No período regencial, onde tantos estadistas se revelavam, um diplomata e historiador, Francisco Adolfo Varnhagen (Vosconde de Porto Seguro), reviveu esta magna questão, pela qual se bateu com entusiasmo, desde 1834, até que a sua preciosa existência pagou o tributo da morte. O parecer que apresentou ele ao governo, em 1878 [1877], é um trabalho primoroso, digno de ser estudado.

O eminente Marquês de Paranaguá, piauiense ilustre e estadista culminante, que pela correção do seu proceder tanto se salientou no regime passado, colaborou com outros, em 1853, em um projeto de transferência da capital, do Rio de Janeiro para Monte Alto, zona salubre e agradável, situada em uma serra nas proximidades do caudaloso rio S. Francisco, na Bahia, junto a Minas Gerais.

Em 1873, o abnegado republicano piauiense, David Moreira Caldas, jornalista notável, publicou um artigo sensacional, no seu memorável jornal O Oitenta e Nove, no qual predizia ser a República proclamada em 1889, como felizmente aconteceu, e que a capital nacional seria transferida para a Ilha do Bananal, ilha paradisíaca, formada pelas águas majestosas do caudaloso rio Araguaia.
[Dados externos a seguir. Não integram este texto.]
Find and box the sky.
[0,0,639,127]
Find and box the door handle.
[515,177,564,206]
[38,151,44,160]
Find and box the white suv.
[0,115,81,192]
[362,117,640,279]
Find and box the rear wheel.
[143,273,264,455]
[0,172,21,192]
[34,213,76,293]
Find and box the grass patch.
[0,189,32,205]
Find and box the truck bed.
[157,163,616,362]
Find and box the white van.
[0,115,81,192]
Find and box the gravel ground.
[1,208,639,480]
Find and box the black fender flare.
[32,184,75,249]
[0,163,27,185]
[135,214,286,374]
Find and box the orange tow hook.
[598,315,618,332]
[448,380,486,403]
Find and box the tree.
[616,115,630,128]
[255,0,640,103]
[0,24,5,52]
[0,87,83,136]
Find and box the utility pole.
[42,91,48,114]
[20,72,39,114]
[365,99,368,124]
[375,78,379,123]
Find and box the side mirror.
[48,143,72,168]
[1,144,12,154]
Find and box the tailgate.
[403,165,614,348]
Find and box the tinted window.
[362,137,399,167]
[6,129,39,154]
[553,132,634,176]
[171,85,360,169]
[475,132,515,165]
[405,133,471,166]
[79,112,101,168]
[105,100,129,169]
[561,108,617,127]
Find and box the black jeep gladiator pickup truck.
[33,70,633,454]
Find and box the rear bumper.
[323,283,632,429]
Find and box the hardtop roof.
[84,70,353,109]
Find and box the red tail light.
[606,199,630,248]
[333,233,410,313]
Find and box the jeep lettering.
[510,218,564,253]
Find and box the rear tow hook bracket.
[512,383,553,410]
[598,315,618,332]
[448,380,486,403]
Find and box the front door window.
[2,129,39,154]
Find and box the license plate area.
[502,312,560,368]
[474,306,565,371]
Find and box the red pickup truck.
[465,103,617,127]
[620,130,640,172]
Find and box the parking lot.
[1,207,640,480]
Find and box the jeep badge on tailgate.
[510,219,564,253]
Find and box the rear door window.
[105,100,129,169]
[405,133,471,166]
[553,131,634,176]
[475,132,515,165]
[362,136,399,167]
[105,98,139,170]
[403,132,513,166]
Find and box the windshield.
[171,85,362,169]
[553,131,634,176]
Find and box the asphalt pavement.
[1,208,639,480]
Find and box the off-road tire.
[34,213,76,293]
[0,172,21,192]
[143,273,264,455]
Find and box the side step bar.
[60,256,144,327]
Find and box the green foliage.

A convicção do grande propagandista republicano piauiense de que a República seria proclamada em 1889 era tão profunda que mudou o nome do seu periódico de O Amigo do Povo para o de O Oitenta e Nove, que se tornou histórico. [Nota do site: o ano de 1889, centenário da Revolução Francesa, também era considerado pelos abolicionistas como um "prazo" para o fim da escravidão no Brasil. Simultaneamente com o artigo citado, David Caldas mudou o nome de seu jornal para "O Oitenta e Nove". Não encontrada a íntegra do artigo com a referência à mudança da capital]

Ao reunir-se o Congresso Constituinte, após a proclamação da República, surgiu no seio da Comissão dos Vinte e Um a idéia da mudança da capital da República para o planalto central, idéia que foi aceita com aplausos.

Por ocasião de ser discutida no Congresso essa medida, apresentada, se me não falha a memória, pelos congresisstas Joaquim Murça, Lauro Müller, Virgílio Damázio e outros, o deputado Costa Machado ofereceu-lhe uma emenda, modificando-a de modo a facilitar a transferência, de que era grande entusiasta.

A modificação sugerida deu lugar à emenda substitutiva, oferecida pelo senador José Higino Duarte Pereira, cujo talento e erudição espargiam radiante luz sobre os assuntos de que tratava.

Tendo sido aprovada esta emenda, foi constituir o art. 3º da Constituição, que assim dispõe:

Fica pertencendo à União, no planalto central da República, uma zona ded 14.400 quilômetros quadrados que será oportunamente demarcada para nela estabelecer-se a futura capital federal.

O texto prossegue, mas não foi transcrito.